The move signals regulators’ growing willingness to allow traditional financial groups to expand into digital assets.

Earlier this month, the country’s antitrust watchdog approved Mirae Asset Consulting’s acquisition of a 92.06 percent stake in Korbit. The unit is the de facto holding company of the brokerage-led financial group and oversees its hotel and golf course businesses.

The Fair Trade Commission’s approval comes as Korean authorities reassess strict regulatory barriers that have long separated traditional financial institutions from the digital asset industry, seeking to adapt to the rapidly evolving financial landscape.

“As regulatory frameworks and legislation continue to evolve globally, it is important to comprehensively assess the changing landscape,” Financial Services Commission Chairman Lee Eok-won said at a press briefing in May.

Local brokerages and banks have been moving to secure stakes in crypto exchanges, betting on the sector’s future growth.

Samsung Securities and its affiliates Samsung SDS and Samsung Card jointly acquired a 4 percent stake in Dunamu, the operator of the country’s largest crypto exchange Upbit.
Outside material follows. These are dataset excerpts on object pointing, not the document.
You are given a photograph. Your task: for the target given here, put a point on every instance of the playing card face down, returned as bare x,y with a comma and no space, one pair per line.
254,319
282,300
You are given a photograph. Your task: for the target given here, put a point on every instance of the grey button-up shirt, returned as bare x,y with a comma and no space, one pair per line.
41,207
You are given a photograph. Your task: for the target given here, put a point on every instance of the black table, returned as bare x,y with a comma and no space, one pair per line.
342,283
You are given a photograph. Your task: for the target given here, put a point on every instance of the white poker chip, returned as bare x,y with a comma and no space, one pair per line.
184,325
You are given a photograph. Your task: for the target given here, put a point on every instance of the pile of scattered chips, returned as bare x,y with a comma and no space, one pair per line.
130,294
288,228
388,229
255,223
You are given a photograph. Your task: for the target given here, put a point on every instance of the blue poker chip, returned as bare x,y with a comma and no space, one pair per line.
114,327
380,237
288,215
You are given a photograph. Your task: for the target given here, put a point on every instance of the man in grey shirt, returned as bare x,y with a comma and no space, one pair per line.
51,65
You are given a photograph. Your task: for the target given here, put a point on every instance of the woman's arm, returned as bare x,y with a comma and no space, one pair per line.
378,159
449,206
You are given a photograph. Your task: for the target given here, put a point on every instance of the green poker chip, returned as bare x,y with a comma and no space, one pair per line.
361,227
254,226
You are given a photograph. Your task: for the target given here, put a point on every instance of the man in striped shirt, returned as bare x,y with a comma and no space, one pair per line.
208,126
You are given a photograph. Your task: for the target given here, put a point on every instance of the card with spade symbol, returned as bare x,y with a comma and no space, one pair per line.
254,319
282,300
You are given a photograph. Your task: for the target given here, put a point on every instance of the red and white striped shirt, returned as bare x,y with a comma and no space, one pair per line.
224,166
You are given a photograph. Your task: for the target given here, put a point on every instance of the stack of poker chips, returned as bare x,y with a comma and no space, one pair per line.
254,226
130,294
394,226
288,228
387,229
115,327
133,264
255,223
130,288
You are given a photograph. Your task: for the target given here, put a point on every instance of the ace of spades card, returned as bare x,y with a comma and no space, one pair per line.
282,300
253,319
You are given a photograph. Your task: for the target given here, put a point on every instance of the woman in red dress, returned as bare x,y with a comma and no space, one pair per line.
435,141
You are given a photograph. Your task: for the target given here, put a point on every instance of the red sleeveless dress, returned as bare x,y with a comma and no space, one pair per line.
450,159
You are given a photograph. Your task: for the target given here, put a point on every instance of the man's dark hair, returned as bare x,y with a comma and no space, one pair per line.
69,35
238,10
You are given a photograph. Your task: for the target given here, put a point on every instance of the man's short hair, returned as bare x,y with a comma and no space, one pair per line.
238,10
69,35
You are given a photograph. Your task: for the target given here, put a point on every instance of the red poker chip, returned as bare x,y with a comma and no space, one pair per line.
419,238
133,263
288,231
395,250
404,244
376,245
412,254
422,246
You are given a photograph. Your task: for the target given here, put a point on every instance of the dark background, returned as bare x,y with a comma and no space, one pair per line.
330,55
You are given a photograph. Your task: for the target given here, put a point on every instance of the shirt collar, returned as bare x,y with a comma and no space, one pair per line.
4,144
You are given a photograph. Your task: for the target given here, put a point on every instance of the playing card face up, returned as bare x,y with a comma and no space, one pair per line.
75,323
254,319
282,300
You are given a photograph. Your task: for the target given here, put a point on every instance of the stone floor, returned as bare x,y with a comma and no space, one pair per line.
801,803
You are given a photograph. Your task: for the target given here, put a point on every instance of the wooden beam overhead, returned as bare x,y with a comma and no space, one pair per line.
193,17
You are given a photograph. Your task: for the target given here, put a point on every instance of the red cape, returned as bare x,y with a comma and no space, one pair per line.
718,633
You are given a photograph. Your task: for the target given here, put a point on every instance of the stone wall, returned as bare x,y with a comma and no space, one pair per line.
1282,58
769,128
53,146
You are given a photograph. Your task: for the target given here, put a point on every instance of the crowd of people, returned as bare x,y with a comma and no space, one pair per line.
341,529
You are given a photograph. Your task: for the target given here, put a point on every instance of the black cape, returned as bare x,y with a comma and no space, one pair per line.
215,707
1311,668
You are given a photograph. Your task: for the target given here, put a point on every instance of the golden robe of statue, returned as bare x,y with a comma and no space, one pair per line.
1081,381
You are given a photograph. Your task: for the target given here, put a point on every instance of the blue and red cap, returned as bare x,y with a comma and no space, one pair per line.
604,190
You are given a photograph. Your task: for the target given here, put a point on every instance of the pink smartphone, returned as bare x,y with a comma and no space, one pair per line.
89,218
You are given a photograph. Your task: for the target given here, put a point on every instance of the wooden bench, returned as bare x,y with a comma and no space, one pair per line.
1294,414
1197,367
Hanwha Investment & Securities also raised its stake in Dunamu from 5.93 percent to 9.84 percent, joining Hana Bank, which owns a 6.55 percent stake in the operator.

The country’s No. 2 crypto exchange, Bithumb, has also attracted interest from securities firms such as Kiwoom Securities. Korea Investment & Securities acquired a 20 percent stake in Coinone, another major crypto exchange here.

While these investments were limited to minority stakes, Mirae Asset’s acquisition of a controlling stake in Korbit represents a far more significant step, opening the door for financial groups to own and operate cryptocurrency exchanges.

“While local financial institutions have been looking for ways to partner with crypto exchanges in response to the evolving investment landscape, the deal opens a new chapter for the industry,” an official at a local crypto exchange said.

Greenlight for Naver-Dunamu?

The approval of Mirae Asset’s acquisition of Korbit has also turned attention to another pending deal: the proposed merger of Dunamu and Naver Financial, which is currently under review by the antitrust watchdog.

The two companies filed for antitrust approval in November last year, but the regulator has yet to reach a decision.

As the review has dragged on, the timeline for their share swap has been postponed twice. Originally scheduled to close by the end of June, the transaction is now expected to be completed by the end of December.

But approval for the Naver-Dunamu merger remains murky due to its different implications for market competition.

Given Korbit’s market share of just 0.5 percent, the FTC approved Mirae Asset’s acquisition on the grounds that “the restructuring of the digital finance market and innovation in financial services to foster greater competition in the market.”

On the other hand, Dunamu and Naver Financial are both dominant players in their respective markets. Upbit is the largest crypto exchange here, with a market share of nearly 70 percent. Naver Financial is the country’s largest digital payments platform.

Furthermore, with Naver Financial’s reach extending well beyond digital payments, the FTC is expected to assess the broader ecosystem that could emerge from the deal. The merger could create an integrated platform that expands beyond payments to connect crypto assets with real-world financial services.

Naver’s recent investment in US stablecoin payments platform Rain has fueled speculation that the company is laying the groundwork for a broader push into e-commerce powered by digital assets.

Through its Silicon Valley-based investment arm Naver Ventures, the company joined Rain’s $250 million Series C funding round. Although the size of its investment was not disclosed, the deal underscores Naver’s ambitions to expand stablecoin-based payment services globally ahead of Naver Financial’s planned merger with Dunamu.